August 8, 2006
Smell That Whiff of Panic?By Christopher Chantrill
Smell the whiff of panic? Iraq has/may/will soon collapse into civil war! Israel may not be able to fully dismantle Hezbollah! Like Falstaff before battle we whine to Prince Hal that we "would 'twere bed—time, Hal, and all well."
It's as if Europe never had its tribal politics and terrorist warfare, with roving militias camped out in weak states lacking the power to suppress them. In the Hundred Years War, the English did a splendid job of reducing France to a wasted land. As the Black Prince went raiding deep into France what was he but a prototype of Iranian President Ahmadinejad whose proxies are wasting Iraq and Lebanon?
Then the Brits came home and laid waste to their homeland in the Wars of the Roses. Shakespeare gave us a picture of that period.
Feel sorry for the French? Don't waste your sympathy. Two hundred years after the Hundred Years War the French under Cardinal Richelieu help lay waste to Germany in the Thirty Years War as armies from several nations march to and fro across that unhappy land, eating all the food and looting all the wealth as they went. It is estimated that the population in Germany declined by at least one third from 1608 to 1648, a disaster far worse than the butchery of the Second Thirty Years War of 1914 to 1945, leaving aside the special attention paid to the Jews.
It was in the aftermath of the first Thirty Years War that the Europeans tried to put a limit on all—out war and its rampaging militias. They tried to make warfare civilized. It can't have hurt that shortly afterwards the British brought home from India the civilizing cotton textiles of India—muslins, calicos, and chintz. All of Europe fell in love with these exotic eastern fabrics.
But love had nothing to do with it. It was British tinkerers that made the newly civilized world go round. Men like promoter Richard Arkwright invented power cotton spinning and Rev.

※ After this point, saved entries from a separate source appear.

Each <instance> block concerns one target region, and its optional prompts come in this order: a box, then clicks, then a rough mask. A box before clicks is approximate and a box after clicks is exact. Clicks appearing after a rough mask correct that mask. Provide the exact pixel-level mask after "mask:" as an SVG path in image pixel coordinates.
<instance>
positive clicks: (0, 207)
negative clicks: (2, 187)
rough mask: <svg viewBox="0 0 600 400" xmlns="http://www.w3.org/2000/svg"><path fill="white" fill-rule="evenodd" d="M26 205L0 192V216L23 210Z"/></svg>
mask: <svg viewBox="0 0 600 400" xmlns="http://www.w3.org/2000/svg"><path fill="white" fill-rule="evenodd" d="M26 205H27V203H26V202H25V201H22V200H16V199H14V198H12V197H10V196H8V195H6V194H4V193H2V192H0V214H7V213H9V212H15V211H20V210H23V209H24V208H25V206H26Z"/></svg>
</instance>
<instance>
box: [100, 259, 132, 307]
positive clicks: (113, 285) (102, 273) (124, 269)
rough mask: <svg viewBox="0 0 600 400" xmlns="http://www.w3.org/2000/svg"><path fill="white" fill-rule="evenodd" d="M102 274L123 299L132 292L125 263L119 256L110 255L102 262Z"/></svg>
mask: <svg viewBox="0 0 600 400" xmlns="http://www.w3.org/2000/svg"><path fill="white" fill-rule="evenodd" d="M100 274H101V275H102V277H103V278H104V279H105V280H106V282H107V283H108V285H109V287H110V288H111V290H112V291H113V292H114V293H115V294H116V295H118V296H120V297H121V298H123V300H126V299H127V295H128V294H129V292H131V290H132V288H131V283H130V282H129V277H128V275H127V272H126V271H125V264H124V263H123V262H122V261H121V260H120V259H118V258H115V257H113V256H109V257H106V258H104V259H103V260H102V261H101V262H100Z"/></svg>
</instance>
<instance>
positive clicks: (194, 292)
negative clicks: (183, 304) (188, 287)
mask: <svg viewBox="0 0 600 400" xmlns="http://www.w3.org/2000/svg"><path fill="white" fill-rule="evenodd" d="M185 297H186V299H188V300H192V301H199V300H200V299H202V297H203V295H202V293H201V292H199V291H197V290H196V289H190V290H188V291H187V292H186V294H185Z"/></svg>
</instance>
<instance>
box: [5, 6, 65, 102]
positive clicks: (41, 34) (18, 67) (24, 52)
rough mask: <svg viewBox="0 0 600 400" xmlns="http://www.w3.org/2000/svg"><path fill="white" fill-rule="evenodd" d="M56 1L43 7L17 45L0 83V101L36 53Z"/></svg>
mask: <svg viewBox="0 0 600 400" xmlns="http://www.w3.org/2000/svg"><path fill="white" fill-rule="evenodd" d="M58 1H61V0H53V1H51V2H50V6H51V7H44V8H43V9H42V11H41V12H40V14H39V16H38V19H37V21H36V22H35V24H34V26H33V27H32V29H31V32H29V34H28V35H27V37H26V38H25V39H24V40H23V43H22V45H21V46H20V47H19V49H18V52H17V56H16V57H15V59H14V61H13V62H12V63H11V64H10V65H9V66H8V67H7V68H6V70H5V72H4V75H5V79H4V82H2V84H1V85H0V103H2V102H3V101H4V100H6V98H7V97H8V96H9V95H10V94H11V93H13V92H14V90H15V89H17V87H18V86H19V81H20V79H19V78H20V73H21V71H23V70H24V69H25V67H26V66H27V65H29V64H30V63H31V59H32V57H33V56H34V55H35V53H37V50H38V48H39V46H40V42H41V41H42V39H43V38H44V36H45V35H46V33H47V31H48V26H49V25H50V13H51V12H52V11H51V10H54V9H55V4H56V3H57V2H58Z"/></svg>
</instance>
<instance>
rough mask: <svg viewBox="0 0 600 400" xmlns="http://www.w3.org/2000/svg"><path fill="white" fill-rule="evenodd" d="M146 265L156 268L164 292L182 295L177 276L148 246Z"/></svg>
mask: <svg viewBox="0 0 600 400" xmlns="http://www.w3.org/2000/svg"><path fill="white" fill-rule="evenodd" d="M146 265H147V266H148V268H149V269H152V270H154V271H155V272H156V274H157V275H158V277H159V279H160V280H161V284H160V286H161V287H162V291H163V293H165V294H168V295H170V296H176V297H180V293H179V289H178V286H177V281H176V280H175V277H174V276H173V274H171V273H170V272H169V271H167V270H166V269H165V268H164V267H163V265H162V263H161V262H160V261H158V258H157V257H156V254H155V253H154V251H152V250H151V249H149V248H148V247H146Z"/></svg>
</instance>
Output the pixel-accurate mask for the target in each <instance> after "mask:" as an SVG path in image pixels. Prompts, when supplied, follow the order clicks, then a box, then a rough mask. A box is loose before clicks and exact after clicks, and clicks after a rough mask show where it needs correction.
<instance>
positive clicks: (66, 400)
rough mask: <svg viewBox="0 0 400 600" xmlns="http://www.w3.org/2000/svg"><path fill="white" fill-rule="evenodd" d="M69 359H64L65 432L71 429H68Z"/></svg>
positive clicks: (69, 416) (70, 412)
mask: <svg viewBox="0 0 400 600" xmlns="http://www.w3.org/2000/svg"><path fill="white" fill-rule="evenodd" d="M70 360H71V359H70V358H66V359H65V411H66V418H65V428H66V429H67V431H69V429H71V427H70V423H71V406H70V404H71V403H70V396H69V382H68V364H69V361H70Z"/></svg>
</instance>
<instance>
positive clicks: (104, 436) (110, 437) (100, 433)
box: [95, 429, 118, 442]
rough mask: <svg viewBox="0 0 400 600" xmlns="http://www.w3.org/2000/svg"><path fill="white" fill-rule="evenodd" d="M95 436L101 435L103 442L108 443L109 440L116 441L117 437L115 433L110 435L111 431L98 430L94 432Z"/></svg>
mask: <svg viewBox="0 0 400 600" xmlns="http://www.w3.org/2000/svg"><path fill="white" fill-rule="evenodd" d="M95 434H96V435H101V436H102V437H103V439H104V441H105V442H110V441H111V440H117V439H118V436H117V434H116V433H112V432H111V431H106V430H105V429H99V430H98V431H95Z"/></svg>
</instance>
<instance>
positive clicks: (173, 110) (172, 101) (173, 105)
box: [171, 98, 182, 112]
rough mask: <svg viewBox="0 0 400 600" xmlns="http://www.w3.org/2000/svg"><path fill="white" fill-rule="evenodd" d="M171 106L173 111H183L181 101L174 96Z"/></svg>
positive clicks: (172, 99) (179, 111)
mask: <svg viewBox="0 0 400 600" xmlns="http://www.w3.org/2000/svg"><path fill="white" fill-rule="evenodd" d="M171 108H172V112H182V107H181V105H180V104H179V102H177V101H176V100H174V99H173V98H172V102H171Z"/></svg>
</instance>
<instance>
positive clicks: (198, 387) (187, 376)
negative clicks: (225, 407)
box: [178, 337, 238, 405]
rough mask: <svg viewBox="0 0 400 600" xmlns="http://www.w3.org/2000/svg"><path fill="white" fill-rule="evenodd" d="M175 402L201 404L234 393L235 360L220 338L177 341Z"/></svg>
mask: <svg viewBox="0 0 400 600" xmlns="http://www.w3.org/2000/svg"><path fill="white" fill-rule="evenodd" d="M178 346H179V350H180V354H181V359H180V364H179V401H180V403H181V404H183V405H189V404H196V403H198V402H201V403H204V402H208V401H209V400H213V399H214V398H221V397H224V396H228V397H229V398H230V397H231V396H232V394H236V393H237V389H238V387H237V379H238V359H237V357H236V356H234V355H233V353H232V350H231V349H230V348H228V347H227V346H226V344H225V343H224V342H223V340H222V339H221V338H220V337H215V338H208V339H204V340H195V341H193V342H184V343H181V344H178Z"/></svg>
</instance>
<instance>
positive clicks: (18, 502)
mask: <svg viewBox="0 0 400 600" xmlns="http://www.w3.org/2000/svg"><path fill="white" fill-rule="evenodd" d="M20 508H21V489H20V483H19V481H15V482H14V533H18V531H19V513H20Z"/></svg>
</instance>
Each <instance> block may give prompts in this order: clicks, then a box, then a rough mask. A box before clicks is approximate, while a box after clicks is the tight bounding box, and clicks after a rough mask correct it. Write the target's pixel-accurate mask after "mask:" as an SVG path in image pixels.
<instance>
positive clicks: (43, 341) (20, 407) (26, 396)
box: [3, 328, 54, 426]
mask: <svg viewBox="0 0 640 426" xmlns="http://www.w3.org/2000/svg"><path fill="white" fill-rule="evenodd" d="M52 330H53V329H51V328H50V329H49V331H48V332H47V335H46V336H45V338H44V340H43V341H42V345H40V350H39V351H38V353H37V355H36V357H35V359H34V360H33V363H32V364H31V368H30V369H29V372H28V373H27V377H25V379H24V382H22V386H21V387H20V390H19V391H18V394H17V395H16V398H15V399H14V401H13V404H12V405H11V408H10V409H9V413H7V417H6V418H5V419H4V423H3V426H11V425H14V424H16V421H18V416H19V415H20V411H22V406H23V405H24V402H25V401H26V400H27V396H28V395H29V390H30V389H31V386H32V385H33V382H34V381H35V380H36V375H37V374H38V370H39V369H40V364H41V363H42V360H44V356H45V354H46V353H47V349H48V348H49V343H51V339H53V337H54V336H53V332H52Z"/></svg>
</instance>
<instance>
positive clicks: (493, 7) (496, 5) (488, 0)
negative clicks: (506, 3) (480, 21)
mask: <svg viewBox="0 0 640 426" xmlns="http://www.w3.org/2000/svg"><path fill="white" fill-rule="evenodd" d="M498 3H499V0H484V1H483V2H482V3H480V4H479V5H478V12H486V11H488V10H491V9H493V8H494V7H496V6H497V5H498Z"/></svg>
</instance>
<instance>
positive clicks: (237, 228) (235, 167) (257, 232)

Edmund Cartwright invented a power loom. When the Yanks stole the British power spinning and weaving technology and brought it to the United States they immediately lowered the cost of cotton cloth from 40—50 cents a yard to 10 cents a yard, according to Stephen Yafa in Cotton: The Biography of a Revolutionary Fiber.
Want to start a revolution? Lower prices by 80 percent.
Up until that time all the world had been ruled by thug warrior dynasties except in highly refined city states like Venice and Florence or the free German cities where the rising bourgeoisie ruled.
Now, as a result of the cotton revolution and its incredible wealth potential, political power needed to achieve a delicate accommodation with economic power if it wanted to strut upon the world stage. It was a new world order.
Just ask thug dictator Mao Tse—Tung if you aren't convinced. He tested to destruction the notion that all political power grew out of the barrel of a gun. He tried to make China into a world power by starving the peasants to buy guns and by keeping the Chinese people in constant revolutionary turmoil. Instead he succeeded in completing the transformation of China from the richest country in the world into a political, economic, and cultural backwater.
Again and again thug dictators have tried to turn the clock back and revive the good old days of thug rule. The rot started with Robespierre and Napoleon in France, then Kaiser Bill and Hitler in Germany.
Learning nothing from the French and the Germans, the pan—Arab nationalists tried out thug rule in the Middle East. The Fidelistas tried in Cuba. Thug Nkrumah tried in Ghana. Thug Mugabe tried in Zimbabwe. Now thug Ayatollahs in Persia are trying one last time to build a world thug empire — again, with special attention to the Jews.
The beauty of the modern era is that any political regime that departs from the ways of democratic capitalism, the system that grew out of the eighteenth century cotton revolution, immediately starts downhill fast. But there turns out to be one exception to this rule.
Thug regimes sitting on top of oil wells are able to mainline oil revenue without immediate collapse. Leaders of oil nations seem to share a narcotic addiction to dreams of world conquest that dies, as the habit of the drug addict, only in the ruin of everything around them.
As we all run around flapping our hands over the disproportion in Lebanon and the mess in Iraq let us not lose faith in our glorious democratic capitalism that has tamed, in Europe and North America at least, the sway of thug political power.
But let us not forget the grim lesson of the last two hundred years.